It’s estimated the average American office worker spends 11 hours a week in meetings, but the sad truth is that most of that time isn’t productive. Why egos may be to blame.
No matter how many cell phones you ban from meetings, or how many meetings you have while walking or standing or whatever you try to do to make them shorter, meetings just don’t seem to get better.
The reason, says Al Pittampalli, a meetings expert who advises organizations like NASA and IBM, is because meetings have become the “Kabuki dance of corporate politics,” as leaders and teams use them as a way to dodge work, decisions and personal accountability.
Meetings make workers busy, not productive, he says. They prevent those attending from getting real work done that can make a difference to customers and the bottom line. Meetings also prevent workers from doing meaningful work, such as mentoring or coming up with innovative ideas, he adds.

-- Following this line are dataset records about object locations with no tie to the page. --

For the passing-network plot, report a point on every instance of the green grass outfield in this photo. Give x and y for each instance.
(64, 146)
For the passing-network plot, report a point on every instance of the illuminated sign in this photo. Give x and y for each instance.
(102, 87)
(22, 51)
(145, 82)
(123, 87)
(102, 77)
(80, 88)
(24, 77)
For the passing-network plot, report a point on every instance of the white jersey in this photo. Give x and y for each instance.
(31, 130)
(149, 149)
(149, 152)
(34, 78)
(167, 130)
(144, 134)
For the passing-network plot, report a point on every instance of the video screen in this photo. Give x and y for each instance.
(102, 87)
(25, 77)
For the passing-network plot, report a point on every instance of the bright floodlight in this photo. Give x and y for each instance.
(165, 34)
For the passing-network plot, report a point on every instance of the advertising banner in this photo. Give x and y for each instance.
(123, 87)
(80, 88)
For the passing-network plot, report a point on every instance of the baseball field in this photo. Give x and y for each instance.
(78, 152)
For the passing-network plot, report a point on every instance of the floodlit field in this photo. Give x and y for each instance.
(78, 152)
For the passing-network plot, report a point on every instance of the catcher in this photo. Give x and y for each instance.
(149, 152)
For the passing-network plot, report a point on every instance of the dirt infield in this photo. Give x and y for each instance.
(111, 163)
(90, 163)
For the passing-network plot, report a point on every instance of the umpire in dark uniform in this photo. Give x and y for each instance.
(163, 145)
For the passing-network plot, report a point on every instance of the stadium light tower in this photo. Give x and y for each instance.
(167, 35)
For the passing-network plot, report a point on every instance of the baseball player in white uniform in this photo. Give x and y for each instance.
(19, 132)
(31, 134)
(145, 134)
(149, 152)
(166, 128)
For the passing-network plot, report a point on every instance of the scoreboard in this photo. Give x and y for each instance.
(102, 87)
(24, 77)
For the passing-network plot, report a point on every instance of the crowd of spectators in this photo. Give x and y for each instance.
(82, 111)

The bottom line: “Most meetings are a waste of time and people shouldn’t even be meeting in the first place,” he says.
A big part of the problem is that meetings are often about egos. They can be used to display power and status, which is why no one likes being left out of a meeting because they worry it’s a bad sign for their careers. At the same time, those attending a meeting often tell themselves they are being productive – or at least look productive to anyone passing by.
Further, departments like IT – with the heavy reliance on gathering and disseminating information – often are guilty of the most inefficient and unproductive meetings, says Pittampalli, author of “Read This Before Our Next Meeting: How We Can Get More Done.”
“Meetings in IT can often get bogged down in information and presenting that information. Those meetings are just dead while literally 75% of the time is spent presenting information to each other,” he says. “There are much better ways to share that information, such as project management software or even video.”
What IT must learn, along with everyone else, is that meetings should be used for collaboration and “talking about interesting and complex information,” he says.
That’s why he’s come up with the “Modern Meeting Standard” that establishes ground rules for where and when to call a meeting. The standard establishes that:
- Leaders make decisions, not meetings. “When an issue shows up on your desk, the first thing you must do is embrace this fact: You own it,” he says. If a decision needs to be made and isn’t a big deal, then the leader needs to make the decision and move on. If a decision is needed that will have some consequence, then the leader can seek input from others – but there is no reason to call a meeting. “A lot of people have anxiety when it comes to making a decision, and they use meetings as a hiding place. They think that if they call a meeting, then their problem now becomes the decision of everyone and they take comfort in mitigating the risk,” Pittampalli says. “They think that way they won’t get blamed if it goes wrong.”
- Meetings should be to resolve conflict or coordinate action. Before a meeting about a low consequence issue, leaders should let others know of their decision and the reasoning behind it. Then, a meeting can be called for participants to voice their concerns, ask questions or request modifications. Since the “train is about to leave the station,” leaders should only make changes if they agree with the input. On the other hand, when the stakes are high and the decision is of great consequence, then the meeting will be about resolving conflict. In this case, leaders shouldn’t reveal their decision beforehand in order to avoid groupthink. They should instead encourage debate and work toward getting a consensus. Remember to “let the best decision prevail, even if it’s not yours,” Pittampalli says.
- Meetings move fast and end on time. Meetings need to be as brief as possible to avoid arguments that go around in circles and add nothing to the decision. Remember that time is money, like the senior executives at the Ritz-Carlton in Atlanta. They gather in the hallway outside the president’s office for a talk that lasts less than 10 minutes with zero chitchat. “The instigator gets buy-in, a decision is made and they move on,” Pittampalli says.
- The number of attendees is limited. “If you have no strong opinion, have no interest in the outcome, and are not instrumental for any coordination that needs to take place, we don’t need you,” he says. “From now on, if you’re invited to a meeting where you don’t belong, please don’t attend.”
- Anyone who is unprepared gets rejected. Any meeting must require attendees to prepare beforehand. For example, a leader creates an agenda that states the problem, the alternatives and the decision. It should outline the kind of feedback that is needed and a statement about what the meeting will deliver if successful. “If someone comes unprepared, cancel the meeting or hold it without him,” he suggests. “If someone comes and doesn’t participate, don’t invite her to the next meeting.”
- There are no minutes, just an action plan. Leaders will follow up with participants to ensure they are doing what they agreed to do in the meeting. “Hold them accountable. If you don’t, who will?” he asks.
- Memos will be read. The only way to do away with so many meetings is for everyone to commit to reading the memos they get. If not, it’s back to the information meetings, he warns.
- A brainstorming culture is necessary. Brainstorming sessions let the imagination of participants run free, and break away from the fear and anxiety that can stifle them. Companies like IDEO demonstrate that brainstorming “is a very different activity than what usually takes place inside conference rooms,” he says. “It’s an anti-meeting” where the regular rules don’t apply.